Their design goal was to create a timeless and sophisticated space while preserving the style and as many existing features as they could. But the five-bedroom, five-bath abode was peppered with massive, 22-foot ceilings, two-tone painted tray ceilings, a sunken living room, brown granite, patterned backsplashes and elaborate curlicue iron detailing.

“There were a lot of yellow walls, travertine, ornamental iron railings, stacked stone and Tuscan touches,” says Mary Beth. “We didn’t want to erase all of the Old-World character of the home, but we wanted to give it a fresher, more present-day take on the Mediterranean design style. By streamlining some of the more overly ornate details and adding furnishings and lighting that are a mix of old, new and a few vintage pieces, the home feels elevated but still welcoming and comfortable. It’s European farmhouse meets California casual, and it feels distinctly like it belongs in California.”

Collaborating closely with the couple on ideas and desires while adhering to the overall project budget, Mary Beth implemented a design plan including salvaging existing walnut floors with help from Belmax Floor Company (which matched them to the bedrooms upstairs in a custom stain); updating the kitchen with new paint, pendant lamps and backsplash; and replacing stacked river stone with plaster for the dual-sided fireplace in the living room. Other modifications with help from general contractor Titan & Co. included gutting all bathrooms, removing excess crown molding in the primary bedroom tray ceiling, and creating a home office with custom built-ins by Coastal Cabinets featuring an intentional gap allotted for a bed for easy conversion into a sleeping space.

But one of the biggest challenges was the sunken living room floor with angled steps and a narrow walkway around the edge. “We positioned the furniture straight as if the room was square, so the angle is much less noticeable now,” explains Mary Beth.
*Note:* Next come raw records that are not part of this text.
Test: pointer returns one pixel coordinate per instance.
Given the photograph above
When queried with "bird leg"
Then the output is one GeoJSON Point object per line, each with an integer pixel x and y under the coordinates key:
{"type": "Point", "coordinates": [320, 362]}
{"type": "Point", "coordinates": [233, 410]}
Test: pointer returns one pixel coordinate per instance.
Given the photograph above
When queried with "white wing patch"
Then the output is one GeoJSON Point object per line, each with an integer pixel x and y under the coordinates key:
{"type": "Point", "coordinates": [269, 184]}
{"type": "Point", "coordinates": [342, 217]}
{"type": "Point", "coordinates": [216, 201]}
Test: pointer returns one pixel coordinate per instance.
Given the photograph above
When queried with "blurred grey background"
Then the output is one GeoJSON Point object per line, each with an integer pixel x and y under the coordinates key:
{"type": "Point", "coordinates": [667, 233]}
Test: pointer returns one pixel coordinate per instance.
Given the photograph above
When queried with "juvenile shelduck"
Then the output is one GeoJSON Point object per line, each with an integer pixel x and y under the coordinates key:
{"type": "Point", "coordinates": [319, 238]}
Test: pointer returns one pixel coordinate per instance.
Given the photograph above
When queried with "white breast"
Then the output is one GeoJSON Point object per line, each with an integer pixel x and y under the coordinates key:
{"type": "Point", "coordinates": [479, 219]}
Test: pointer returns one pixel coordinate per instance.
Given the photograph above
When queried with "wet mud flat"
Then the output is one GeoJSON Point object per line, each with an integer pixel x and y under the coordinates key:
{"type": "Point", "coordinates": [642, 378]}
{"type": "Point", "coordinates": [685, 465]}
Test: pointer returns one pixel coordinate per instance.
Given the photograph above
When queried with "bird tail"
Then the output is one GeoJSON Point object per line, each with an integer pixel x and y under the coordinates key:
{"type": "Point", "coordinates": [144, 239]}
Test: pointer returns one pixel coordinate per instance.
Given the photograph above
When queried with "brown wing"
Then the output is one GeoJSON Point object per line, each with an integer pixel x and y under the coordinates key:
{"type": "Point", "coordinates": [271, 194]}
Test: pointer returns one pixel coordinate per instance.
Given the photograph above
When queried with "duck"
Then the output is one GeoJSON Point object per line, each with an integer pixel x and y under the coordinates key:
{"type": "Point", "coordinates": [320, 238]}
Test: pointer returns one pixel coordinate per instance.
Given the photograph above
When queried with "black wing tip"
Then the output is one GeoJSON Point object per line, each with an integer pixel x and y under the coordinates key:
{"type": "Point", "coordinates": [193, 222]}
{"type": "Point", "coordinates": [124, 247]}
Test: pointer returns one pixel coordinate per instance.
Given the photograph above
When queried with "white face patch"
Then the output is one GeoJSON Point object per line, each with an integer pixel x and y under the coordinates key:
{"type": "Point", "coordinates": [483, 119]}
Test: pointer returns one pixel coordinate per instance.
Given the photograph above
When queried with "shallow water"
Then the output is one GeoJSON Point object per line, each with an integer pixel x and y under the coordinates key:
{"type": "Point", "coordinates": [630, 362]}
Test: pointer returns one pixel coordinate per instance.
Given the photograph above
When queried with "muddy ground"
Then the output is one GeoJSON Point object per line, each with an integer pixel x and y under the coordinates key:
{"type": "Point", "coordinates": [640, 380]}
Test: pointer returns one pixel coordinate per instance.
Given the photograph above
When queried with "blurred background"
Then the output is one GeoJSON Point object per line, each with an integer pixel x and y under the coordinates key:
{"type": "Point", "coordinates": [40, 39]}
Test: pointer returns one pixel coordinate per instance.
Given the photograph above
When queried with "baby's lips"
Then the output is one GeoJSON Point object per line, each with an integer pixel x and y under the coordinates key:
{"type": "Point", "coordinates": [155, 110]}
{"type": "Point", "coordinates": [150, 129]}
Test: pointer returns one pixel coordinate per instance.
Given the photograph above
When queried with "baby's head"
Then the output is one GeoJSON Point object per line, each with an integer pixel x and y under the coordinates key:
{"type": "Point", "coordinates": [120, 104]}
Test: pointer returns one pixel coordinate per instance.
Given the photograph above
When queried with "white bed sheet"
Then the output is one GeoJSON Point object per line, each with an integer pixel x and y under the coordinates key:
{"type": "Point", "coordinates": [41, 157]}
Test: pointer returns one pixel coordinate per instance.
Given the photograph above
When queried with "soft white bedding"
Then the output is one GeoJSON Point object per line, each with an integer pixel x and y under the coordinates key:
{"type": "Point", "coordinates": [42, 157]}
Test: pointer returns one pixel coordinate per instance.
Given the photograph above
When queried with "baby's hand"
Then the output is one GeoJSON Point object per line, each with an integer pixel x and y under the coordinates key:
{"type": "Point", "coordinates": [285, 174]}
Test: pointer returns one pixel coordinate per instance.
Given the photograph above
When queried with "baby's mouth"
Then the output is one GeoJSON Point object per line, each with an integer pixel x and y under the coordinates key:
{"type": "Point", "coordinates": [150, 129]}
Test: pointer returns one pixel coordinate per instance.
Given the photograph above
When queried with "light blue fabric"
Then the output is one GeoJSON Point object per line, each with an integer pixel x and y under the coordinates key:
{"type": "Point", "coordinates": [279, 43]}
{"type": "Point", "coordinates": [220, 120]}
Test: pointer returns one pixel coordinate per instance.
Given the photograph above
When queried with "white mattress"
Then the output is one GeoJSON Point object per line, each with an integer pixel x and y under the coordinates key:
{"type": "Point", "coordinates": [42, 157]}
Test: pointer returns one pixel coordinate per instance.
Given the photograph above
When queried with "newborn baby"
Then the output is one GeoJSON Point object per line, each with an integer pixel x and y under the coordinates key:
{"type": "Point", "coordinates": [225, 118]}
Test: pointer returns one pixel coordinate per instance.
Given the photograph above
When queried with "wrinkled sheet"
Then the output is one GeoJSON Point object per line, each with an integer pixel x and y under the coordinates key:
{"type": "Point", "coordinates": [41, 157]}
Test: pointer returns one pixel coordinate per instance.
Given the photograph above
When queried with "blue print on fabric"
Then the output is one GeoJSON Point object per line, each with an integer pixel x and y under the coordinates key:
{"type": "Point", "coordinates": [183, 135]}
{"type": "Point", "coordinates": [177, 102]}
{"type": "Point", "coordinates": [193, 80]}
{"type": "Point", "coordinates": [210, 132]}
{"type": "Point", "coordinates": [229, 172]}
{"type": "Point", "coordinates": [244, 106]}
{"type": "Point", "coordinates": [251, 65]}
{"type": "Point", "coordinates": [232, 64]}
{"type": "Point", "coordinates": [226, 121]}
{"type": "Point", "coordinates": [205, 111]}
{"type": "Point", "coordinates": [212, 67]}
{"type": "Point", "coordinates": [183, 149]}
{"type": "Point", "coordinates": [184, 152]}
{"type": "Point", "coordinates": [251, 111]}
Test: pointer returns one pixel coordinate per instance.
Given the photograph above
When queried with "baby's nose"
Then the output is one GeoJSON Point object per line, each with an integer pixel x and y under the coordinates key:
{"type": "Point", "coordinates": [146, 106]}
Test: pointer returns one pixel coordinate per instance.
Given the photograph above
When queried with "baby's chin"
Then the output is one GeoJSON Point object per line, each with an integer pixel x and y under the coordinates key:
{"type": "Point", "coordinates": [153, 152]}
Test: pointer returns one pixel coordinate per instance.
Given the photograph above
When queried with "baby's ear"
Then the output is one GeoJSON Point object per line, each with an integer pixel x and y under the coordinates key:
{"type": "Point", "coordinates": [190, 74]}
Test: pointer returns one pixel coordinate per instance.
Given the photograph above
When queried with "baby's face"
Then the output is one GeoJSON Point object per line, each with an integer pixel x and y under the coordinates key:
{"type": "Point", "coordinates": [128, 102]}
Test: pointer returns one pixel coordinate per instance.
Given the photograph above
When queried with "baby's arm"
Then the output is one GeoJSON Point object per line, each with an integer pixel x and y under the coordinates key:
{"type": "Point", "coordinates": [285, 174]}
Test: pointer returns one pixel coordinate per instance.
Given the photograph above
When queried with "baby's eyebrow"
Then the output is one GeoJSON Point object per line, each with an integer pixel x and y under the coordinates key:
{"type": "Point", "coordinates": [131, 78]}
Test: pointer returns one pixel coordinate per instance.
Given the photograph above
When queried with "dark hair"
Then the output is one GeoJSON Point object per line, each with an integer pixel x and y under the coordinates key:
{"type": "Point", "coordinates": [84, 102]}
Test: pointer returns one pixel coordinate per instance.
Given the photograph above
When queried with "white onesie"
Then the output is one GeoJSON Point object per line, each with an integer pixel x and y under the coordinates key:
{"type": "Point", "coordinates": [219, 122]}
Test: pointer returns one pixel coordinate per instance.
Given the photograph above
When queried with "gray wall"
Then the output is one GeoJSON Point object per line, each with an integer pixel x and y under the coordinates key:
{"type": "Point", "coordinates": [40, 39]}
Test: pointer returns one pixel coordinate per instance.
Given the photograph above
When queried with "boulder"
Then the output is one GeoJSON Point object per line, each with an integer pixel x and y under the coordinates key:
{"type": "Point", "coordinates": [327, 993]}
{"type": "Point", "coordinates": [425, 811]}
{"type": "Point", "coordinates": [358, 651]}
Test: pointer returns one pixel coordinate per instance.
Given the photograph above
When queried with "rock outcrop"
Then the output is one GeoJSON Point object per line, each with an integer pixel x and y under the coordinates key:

She suggested closing off a dual-sided fireplace on one side to allow for better flow and function. “We brought it down to the floor, replaced the very small original insert with one three times as large, hand-plastered the surround and added a custom iron forged screen,” she adds. “Scale-wise it now holds its own against that superhigh ceiling and grounds the whole space.”

To lighten and brighten the entire home and complement the refreshed walnut floors, Mary Beth selected Benjamin Moore’s warm but crisp White Dove for the walls. In the living room, she selected a large, modern iron Darlana chandelier by Visual Comfort to anchor the space with vintage artwork culled from the Long Beach Antique Market and a custom sofa upholstered in a Rose Tarlow fabric for Perennials.

“The formal living room is our favorite,” says the client. “It is the first room you see when you enter the house. With 22-foot ceilings, the custom fireplace mantel, a large chandelier and beautiful decor, it creates a lasting first impression of our home. It also came together exactly like the renderings that Mary Beth did.”

For the kitchen, simple updates made a big impact. Existing brown cabinets were painted white, the island was painted a smoky green hue, and a brown-and-green patterned backsplash was removed and replaced with a bright white Riad zellige tile by Harmony. A pair of pendant lamps by Visual Comfort defines the island, with woven counter stools by Hati Home.

In the powder room, a playful tiger-patterned wallpaper, Tiger & Magpie in hunter from Krane Home, creates a statement—with sconces by Kelly Wearstler. “They wanted this powder room to be a jewel box,” says Mary Beth. “I love that it feels like its own unique space but still works with the rest of the home.”

Following the yearlong project, the Siddharthas—who recently welcomed a new baby—now feel completely settled in the space with their labradoodle, Beaujolais. “We love being able to live in what feels like a brand-new home,” they say. “It is elevated but also easy and livable, filled with little touches that we had the opportunity to influence.”

Mary Beth is also pleased with the final design. “I love that we honored the architectural intent of the home and didn’t just strip it down to a clean white box,” she says. “By keeping some of the original details intact but simplifying and/or removing others, I think we achieved a nice balance of making the home more modern but still keeping a lot of its charm and personality.”